Stephanie Foo is a great writer, though I wasn’t previously aware of her work. She brings you along for the journey.

Works that were not five stars, but that I was obsessed with

These are books that for whatever reason I didn’t quite feel were five stars when I read them, but none the less loved and felt fannish about
The Villains Duology (Vicious and Vengeful) by V.E. Schwab
These were the first V. E. Schwab books I read (I also read Addie Larue and the first Shades of Magic in 2024) and the ones I loved the most. This is often described as a comic book without pictures and I generally agree with that. This is a supervillain, mad scientist origin story and the style really leans into that.
I will say that pretty much everyone I see talking about this book leans in really hard on the Eli/Victor, toxic gay college situationship that changes your life angle, that really holds no appeal to me. Or it does, but as a precursor for the more domestic, found family (that’s also kinda fucked up) vibes. I want Sydney and Mitch to sit on Victor until he accepts being a dad/big brother/emotionally unavailable boyfriend and work through like two of his many issues.
I suspect that much of this has to do with a real dislike for Eli. He’s a great character, but for me personally, I have a hard time with evangelizers. Victor does bad things, but he is often aware that they’re not great choices and that he has a real hole where normal people have a conscience and morals. He sucks and he’s not apologizing for it. Eli, however, does just as bad things and because he’s not in prison for the first book, actually does way more bad things and then insists that actually he’s just doing the Lord’s work of killing people with superpowers, all while having superpowers himself. And I hate that shit.

The Secret History by Donna Tartt
I read the Goldfinch over 2022-2023 and enjoyed it, and then also read If We Were Villains by M.L. Rio in 2023 and also enjoyed that. This book sits in that circle for me, obviously it’s one that lots of people hail as THE dark academia book. I listened to it on audiobook, read by the author, which was a good choice I think.
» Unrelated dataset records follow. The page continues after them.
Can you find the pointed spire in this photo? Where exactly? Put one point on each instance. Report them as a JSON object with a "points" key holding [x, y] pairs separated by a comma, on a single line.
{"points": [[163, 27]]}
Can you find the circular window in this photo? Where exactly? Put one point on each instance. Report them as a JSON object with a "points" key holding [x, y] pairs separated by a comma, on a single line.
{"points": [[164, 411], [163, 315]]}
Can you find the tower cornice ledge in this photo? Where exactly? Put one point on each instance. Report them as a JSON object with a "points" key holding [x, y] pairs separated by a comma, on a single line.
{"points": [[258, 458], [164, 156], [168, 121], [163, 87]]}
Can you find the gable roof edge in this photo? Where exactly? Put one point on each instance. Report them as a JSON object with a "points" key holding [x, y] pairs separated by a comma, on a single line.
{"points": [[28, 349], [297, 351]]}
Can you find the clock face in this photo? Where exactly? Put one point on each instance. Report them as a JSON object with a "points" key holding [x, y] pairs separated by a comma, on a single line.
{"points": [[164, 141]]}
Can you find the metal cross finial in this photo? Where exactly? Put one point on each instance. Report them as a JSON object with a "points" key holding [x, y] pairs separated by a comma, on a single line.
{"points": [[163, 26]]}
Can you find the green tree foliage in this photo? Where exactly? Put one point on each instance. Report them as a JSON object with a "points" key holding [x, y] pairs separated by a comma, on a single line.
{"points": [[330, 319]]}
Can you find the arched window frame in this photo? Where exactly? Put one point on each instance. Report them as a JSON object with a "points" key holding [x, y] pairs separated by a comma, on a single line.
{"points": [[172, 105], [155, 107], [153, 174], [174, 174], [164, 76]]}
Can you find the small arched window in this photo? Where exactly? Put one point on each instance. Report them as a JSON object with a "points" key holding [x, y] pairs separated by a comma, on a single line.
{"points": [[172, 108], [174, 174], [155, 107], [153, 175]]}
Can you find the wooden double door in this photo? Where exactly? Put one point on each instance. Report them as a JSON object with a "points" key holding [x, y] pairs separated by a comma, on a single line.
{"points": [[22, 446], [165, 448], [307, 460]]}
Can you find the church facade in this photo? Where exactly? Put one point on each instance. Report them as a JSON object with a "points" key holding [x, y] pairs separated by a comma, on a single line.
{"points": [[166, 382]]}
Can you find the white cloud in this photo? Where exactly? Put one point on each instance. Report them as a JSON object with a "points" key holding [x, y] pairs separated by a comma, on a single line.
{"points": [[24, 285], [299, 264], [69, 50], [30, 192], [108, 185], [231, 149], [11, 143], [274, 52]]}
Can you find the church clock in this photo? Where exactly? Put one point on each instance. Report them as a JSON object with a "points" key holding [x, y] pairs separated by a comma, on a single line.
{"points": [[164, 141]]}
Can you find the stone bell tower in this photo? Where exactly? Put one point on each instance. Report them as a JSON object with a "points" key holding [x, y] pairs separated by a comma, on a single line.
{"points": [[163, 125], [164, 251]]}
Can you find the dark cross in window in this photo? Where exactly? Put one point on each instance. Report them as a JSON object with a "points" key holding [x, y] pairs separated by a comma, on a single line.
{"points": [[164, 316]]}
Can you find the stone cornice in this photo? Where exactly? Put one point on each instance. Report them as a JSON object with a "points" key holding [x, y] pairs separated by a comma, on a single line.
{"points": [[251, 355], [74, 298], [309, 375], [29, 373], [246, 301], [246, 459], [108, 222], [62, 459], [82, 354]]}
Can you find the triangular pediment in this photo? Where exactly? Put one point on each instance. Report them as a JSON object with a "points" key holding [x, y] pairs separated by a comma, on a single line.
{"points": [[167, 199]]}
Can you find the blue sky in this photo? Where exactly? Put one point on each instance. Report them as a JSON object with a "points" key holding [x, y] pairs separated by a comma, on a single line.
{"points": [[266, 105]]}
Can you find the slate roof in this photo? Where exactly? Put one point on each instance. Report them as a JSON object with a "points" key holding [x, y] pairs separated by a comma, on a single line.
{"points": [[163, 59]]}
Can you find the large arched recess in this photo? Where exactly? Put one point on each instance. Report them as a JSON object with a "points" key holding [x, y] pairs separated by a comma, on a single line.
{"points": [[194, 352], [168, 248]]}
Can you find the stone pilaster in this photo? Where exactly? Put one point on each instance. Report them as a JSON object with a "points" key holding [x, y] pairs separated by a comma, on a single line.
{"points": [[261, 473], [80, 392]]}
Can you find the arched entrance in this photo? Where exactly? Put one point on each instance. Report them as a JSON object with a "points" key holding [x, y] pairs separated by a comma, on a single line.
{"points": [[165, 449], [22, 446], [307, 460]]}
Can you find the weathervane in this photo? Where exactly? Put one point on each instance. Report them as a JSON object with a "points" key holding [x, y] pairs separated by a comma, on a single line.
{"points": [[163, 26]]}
She knows best how she wanted Richard’s voice to be and I certainly got that.
This book was probably the one that hooked me the most in 2024. All I wanted to do was just sit and listen to it. If it was possible to do it in one sitting, I might’ve. I spent nearly half the book with the sense of being hunted, going oh my god they’re going to kill him (Richard) despite the narrative structure that told me otherwise. I also had to pause it multiple times to just sit there and say ‘what the fuck’ at various home-erotic and other startling, baffling moments of character work.
And the worst of all of it is, while having read some amazing fic for this, it’s hard to find the kind of fic I want or imagine what I would even write. The characters are so mind-bogglingly unhappy and neurotic and allergic to personal growth (and in the closet, in some cases) that I have a hard time imagining that any of them would ever actually be happy.
A book that I cannot wait to reread at some point and annotate the shit out of it.